24. A method for identifying a polypeptide that binds to Lmo2, comprising introducing into host cells a DNA construct comprising a reporter gene under the control of a promoter regulated by a transcription factor having a DNA binding domain and an activating domain; expressing in the host cells a first hybrid DNA sequence encoding a first fusion polypeptide comprising part or all of Lmo2 and either the DNA binding domain or the activating domain of a transcription factor; expressing in the host cells a library of second hybrid DNA sequences encoding a second fusion polypeptide comprising part or all of a putative Lmo2 binding polypeptide and the DNA binding domain or activating domain of a transcription factor not incorporated in the first fusion polypeptide; and detecting binding of the second fusion polypeptide to Lmo2 in a host cell by detecting the production of reporter gene product in the host cell.

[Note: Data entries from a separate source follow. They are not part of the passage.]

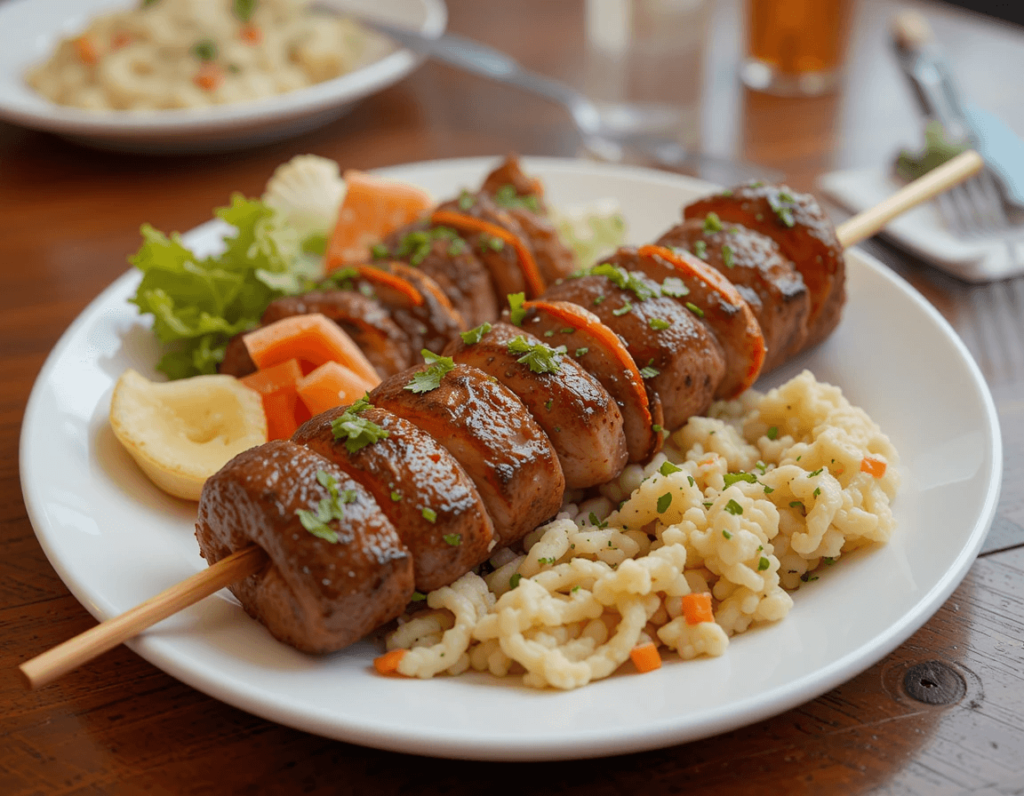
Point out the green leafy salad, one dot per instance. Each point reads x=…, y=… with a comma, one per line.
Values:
x=273, y=249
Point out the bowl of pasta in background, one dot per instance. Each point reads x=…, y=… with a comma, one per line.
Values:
x=31, y=31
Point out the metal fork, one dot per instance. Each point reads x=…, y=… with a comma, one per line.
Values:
x=975, y=208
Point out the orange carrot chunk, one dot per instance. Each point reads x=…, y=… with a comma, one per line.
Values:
x=696, y=609
x=278, y=386
x=312, y=338
x=535, y=282
x=331, y=385
x=645, y=657
x=872, y=466
x=388, y=663
x=86, y=50
x=373, y=207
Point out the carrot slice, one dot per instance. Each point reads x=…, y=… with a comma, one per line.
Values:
x=535, y=282
x=742, y=325
x=645, y=657
x=331, y=385
x=373, y=207
x=388, y=663
x=873, y=467
x=696, y=609
x=313, y=338
x=278, y=388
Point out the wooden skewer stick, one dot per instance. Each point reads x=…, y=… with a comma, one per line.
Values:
x=75, y=652
x=952, y=172
x=61, y=659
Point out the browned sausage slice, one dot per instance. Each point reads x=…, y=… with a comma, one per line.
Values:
x=488, y=430
x=717, y=302
x=605, y=357
x=802, y=231
x=576, y=412
x=678, y=355
x=764, y=278
x=416, y=482
x=317, y=593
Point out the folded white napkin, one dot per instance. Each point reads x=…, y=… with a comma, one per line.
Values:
x=923, y=232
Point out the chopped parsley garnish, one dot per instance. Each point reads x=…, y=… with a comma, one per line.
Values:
x=516, y=311
x=476, y=334
x=357, y=431
x=506, y=196
x=244, y=9
x=713, y=223
x=424, y=381
x=632, y=281
x=540, y=358
x=732, y=477
x=782, y=204
x=205, y=49
x=668, y=468
x=328, y=509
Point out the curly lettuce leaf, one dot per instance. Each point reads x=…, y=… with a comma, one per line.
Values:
x=199, y=303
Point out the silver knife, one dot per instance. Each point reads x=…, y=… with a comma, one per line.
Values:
x=932, y=79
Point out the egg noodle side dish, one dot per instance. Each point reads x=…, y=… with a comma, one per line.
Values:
x=738, y=509
x=194, y=53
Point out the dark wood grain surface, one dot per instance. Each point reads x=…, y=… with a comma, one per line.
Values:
x=944, y=713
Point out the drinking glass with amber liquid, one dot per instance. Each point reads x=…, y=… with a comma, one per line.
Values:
x=795, y=47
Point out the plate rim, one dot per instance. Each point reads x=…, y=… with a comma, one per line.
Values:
x=250, y=117
x=740, y=714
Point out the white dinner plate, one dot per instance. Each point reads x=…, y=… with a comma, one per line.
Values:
x=116, y=540
x=30, y=31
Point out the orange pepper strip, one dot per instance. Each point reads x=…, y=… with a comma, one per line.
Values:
x=388, y=663
x=645, y=657
x=535, y=282
x=872, y=466
x=86, y=50
x=696, y=609
x=386, y=279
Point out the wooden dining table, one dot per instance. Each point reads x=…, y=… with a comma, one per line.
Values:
x=943, y=713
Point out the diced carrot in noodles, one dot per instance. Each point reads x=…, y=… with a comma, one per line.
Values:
x=388, y=663
x=873, y=467
x=373, y=207
x=312, y=338
x=696, y=609
x=645, y=657
x=331, y=385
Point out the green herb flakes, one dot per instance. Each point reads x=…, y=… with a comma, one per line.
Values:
x=424, y=381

25. A method according to claim 1, further comprising isolating second hybrid DNA sequences encoding the second fusion polypeptide from the host cell.

26. A method according to claim 1, wherein the Lmo2 binding polypeptide is a functionally related protein to Lmo2.

27. A method according to claim 1, wherein the Lmo2 binding polypeptide affects the binding between Lmo2 and a functionally related protein to Lmo2.

28. A method according to claim 1, wherein the first fusion polypeptide comprises part or all of Lmo2 and a GAL4 DNA binding domain.

29. A method according to claim 1, wherein the first fusion polypeptide comprises part or all of Lmo2 and a LexA DNA binding domain.

30. A method according to claim 1, wherein the transcription factor comprises a LexA binding domain and a GAL4 activation domain.

31. A method according to claim 1, wherein the reporter gene is lacZ.

32. A method according to claim 1, wherein the reporter gene is leu.

33. A method according to claim 1, wherein the host cells are yeast cells.

34. A method according to claim 1, wherein the promoter is a lexA promoter.

35. A method according to claim 1, wherein Lmo2 is derived from a human Lmo2 nucleotide sequence.

36. A method according to claim 1, wherein Lmo2 is a variant, derivative, homologue or fragment of native human Lmo2.

37. A method according to claim 1, wherein the Lmo2 binding polypeptide is a variant, derivative, homologue or fragment of the native polypeptide.